In writing this column each week, there are often two stories involved. One story is the published story; the other is the unpublished background which concerns the means by which the information and the pictures for the column have been obtained. Pictures and information are rarely supplied together. More frequently, the writer must seek to relate one to the other. This second “story” is often as interesting as the final combination of pictures and story, as it appears in “Your Town and My Town.”
For some time the writer has had in her possession eight pictures, lent to her by Otis G. Hunsicker, of Conestoga road, one of Wayne’s old-time citizens. Mr. Hunsicker’s memories of the community go back to 1906 when, as a young man, he came here from Conshohocken to drive for the late Herman Wendell.
Recently, Mr. Hunsicker and the writer got together to discuss these pictures, all eight of which obviously portray a big festival of some type, which was held on the school field on a holiday of some year now long past. But what holiday? What year? And where to get more information about one of the largest and most interesting groups of pictures that had recently came our way? Mr. Hunsicker had narrowed the choice of holidays down to the Fourth of July or Labor Day.

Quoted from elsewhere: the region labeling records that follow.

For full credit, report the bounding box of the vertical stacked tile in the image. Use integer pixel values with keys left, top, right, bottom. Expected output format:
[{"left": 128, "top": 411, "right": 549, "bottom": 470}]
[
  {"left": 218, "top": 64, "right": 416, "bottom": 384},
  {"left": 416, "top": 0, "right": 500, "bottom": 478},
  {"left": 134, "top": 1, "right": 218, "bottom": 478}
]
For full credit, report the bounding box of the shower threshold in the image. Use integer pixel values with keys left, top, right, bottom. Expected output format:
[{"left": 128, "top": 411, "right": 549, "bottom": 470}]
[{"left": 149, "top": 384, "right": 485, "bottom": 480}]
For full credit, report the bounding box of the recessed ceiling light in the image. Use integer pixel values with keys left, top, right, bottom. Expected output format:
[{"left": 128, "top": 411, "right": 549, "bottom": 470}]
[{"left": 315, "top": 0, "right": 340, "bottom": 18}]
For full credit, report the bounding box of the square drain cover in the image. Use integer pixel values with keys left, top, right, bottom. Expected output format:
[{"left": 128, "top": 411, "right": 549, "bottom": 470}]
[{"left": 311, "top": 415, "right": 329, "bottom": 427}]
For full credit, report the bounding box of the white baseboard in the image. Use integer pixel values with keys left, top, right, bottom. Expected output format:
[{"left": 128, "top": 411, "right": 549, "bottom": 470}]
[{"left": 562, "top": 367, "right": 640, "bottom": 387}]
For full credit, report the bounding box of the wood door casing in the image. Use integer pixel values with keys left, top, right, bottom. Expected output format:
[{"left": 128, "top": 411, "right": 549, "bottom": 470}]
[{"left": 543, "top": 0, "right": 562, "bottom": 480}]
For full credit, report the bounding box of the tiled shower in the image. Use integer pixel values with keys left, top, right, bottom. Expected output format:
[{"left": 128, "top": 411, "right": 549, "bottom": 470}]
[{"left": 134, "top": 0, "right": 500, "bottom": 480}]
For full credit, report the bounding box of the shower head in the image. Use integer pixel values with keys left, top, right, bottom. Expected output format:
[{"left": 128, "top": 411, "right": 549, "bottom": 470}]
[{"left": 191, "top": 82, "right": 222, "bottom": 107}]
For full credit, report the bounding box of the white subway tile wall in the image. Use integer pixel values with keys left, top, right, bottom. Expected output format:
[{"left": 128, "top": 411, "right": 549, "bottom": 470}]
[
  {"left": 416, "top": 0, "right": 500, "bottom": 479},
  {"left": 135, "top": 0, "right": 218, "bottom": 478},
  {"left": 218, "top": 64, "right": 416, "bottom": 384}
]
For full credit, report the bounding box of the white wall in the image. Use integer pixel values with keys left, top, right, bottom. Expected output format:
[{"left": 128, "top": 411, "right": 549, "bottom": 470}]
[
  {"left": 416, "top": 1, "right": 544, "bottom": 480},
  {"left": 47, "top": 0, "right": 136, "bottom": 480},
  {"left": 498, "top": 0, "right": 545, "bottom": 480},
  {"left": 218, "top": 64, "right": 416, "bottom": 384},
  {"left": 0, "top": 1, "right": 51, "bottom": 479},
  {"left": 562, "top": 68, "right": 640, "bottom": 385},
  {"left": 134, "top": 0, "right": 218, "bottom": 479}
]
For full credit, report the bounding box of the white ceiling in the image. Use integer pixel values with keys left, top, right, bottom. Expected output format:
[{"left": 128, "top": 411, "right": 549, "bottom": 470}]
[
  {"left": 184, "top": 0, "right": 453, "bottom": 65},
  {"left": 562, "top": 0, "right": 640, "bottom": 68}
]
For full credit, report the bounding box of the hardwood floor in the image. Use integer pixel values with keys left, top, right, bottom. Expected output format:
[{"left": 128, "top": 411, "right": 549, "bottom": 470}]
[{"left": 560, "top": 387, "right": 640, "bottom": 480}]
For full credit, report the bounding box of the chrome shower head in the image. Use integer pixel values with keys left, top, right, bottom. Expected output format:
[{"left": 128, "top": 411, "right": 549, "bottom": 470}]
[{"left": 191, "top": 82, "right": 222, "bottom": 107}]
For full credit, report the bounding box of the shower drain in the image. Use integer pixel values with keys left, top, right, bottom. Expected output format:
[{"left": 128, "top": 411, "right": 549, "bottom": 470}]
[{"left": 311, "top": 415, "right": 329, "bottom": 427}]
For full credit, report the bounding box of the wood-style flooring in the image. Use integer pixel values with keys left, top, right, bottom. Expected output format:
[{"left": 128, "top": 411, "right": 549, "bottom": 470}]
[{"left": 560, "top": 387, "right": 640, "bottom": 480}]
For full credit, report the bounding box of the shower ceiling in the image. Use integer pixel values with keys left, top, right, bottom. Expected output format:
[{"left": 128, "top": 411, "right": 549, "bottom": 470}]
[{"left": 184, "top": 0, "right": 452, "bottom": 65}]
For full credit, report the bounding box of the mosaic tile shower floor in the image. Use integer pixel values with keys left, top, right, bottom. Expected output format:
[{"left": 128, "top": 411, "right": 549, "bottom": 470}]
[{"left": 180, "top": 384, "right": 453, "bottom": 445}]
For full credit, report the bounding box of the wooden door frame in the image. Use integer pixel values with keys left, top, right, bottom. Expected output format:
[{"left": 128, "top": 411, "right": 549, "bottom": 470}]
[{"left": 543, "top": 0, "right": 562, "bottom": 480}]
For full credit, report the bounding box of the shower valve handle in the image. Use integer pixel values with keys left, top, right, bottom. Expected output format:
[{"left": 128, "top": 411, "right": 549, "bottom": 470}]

Beyond that we could not go.
And then came our clue when a magnifying glass showed that the license plate on the grocery and meat delivery truck of T.T. Worrall and Sons was of the year 1912! Your columnist immediately turned to the files of “The Suburban” for that year, and found a complete story that included both the Fourth of July and Labor Day. It seemed that this big, day-long, outdoor event was planned for Labor Day, 1912, because of a feeling of discontent on the part of the townspeople of Wayne that there had been no general celebration of any kind on the Fourth of July.

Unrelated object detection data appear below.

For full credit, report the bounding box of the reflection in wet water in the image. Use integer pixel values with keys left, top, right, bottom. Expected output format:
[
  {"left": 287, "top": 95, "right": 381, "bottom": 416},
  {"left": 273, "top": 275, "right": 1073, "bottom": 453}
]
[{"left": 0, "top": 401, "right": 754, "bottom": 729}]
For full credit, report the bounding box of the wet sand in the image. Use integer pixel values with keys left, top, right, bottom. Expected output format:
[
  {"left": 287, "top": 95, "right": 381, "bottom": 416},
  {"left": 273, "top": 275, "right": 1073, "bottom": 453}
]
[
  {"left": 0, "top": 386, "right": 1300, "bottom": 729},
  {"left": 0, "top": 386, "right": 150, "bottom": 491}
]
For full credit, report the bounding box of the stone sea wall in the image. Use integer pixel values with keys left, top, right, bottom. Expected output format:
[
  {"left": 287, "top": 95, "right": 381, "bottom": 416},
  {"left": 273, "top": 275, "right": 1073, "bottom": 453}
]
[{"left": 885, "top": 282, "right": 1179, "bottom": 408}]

During July and early August, 1912, a small article appeared in the columns of “The Suburban” each week, all indicative that come Labor Day, which fell on September 6 that year, there would be a celebration that would more than make up for a quiet and uneventful Fourth of July.
In the August 16 issue of “The Suburban” came the announcement that “all arrangements which had been under way for the big event had been completed by the ladies in charge.” It would be “a day given over to sports, beginning early in the morning and continuing all day… events open to all… handsome trophies now on exhibition at LaDow’s drugstore… in the afternoon, Narberth and Wayne will meet in a regular championship baseball game… special feature of the day to be the fine music rendered by the Bryn Mawr Band, under the leadership of Director Giersch… events of the morning to be principally for the children, consisting of hoop and pushmobile races and a ‘bicycle parade.’ ”

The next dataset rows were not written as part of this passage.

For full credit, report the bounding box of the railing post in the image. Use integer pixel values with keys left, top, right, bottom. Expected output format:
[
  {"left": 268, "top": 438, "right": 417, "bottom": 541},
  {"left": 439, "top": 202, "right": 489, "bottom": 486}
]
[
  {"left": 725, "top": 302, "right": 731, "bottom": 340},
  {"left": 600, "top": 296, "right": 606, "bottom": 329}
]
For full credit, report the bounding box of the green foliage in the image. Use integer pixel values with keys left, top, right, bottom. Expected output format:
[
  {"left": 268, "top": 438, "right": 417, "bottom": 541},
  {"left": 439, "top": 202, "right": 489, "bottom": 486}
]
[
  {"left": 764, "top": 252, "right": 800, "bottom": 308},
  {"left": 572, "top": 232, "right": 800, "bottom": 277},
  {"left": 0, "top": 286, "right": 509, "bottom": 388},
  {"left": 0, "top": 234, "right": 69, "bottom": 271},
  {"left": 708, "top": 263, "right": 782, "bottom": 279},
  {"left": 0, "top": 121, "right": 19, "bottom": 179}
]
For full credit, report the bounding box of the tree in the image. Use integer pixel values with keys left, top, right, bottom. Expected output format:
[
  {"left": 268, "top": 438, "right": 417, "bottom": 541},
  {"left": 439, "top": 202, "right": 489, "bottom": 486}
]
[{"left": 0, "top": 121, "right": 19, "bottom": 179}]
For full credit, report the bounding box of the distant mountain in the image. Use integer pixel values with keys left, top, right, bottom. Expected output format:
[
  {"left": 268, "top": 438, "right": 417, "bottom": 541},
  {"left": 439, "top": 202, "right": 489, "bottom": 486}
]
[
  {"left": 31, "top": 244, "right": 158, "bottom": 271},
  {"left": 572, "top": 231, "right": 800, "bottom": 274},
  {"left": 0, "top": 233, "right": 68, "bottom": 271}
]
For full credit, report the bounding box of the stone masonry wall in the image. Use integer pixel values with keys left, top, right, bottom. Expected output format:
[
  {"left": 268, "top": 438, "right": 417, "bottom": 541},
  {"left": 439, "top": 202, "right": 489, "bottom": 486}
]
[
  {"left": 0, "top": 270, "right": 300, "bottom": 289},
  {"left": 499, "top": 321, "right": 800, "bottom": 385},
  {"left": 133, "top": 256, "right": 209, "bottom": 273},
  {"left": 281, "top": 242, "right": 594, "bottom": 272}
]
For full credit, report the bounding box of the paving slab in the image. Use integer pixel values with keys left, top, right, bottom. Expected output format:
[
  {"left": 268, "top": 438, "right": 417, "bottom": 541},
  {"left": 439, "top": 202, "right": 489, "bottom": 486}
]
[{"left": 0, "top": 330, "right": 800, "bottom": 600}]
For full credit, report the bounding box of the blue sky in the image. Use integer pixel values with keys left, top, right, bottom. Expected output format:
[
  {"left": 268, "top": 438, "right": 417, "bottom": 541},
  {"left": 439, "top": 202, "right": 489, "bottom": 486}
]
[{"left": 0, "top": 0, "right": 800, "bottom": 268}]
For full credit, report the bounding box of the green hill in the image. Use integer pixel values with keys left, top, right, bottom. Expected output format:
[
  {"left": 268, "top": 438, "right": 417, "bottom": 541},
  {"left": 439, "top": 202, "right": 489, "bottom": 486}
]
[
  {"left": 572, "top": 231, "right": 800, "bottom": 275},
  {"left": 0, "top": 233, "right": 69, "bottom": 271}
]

Also there were to be “tennis tournaments with men’s and women’s singles… track sports and midget relay races.” And last, but not least, there was to be “a parade of gaily decorated automobiles,” of which vehicles Wayne, in the year 1912, possessed only a few!
Names of the active workers on the committee for the big celebration are those still remembered 43 years later as among the public spirited men and women of their time. Among them were Mrs. W. Allen Barr, Dr. Joseph C. Egbert, S. Warren Hall, Mr. and Mrs. A.N. Hosking, Walter S. Mertz, Mrs. W.A. Nichols, Mr. and Mrs. Matthew Randall, Mrs. William B. Riley, Mrs. Parke Schoch, Fred Treat and Walter Whetstone. The list of judges for the events included such well-known men and women as Eugene C. Bonniwell, Major Duval, General W.A. Wiedersheim, Mrs. Thomas A. Walton and Miss Nina Miel.
And as a final publicity-blurb in the August 30 issue of “The Suburban” – The week before the eventful Labor Day – the following had a prominent place in the columns of the paper:
“If visible movement is an indication of life, we may definitely say Wayne is an active corpse. Everyone seems to have a move on since the Carnival idea sprang up. From little folks to grown-ups, they are all sending in their applications.”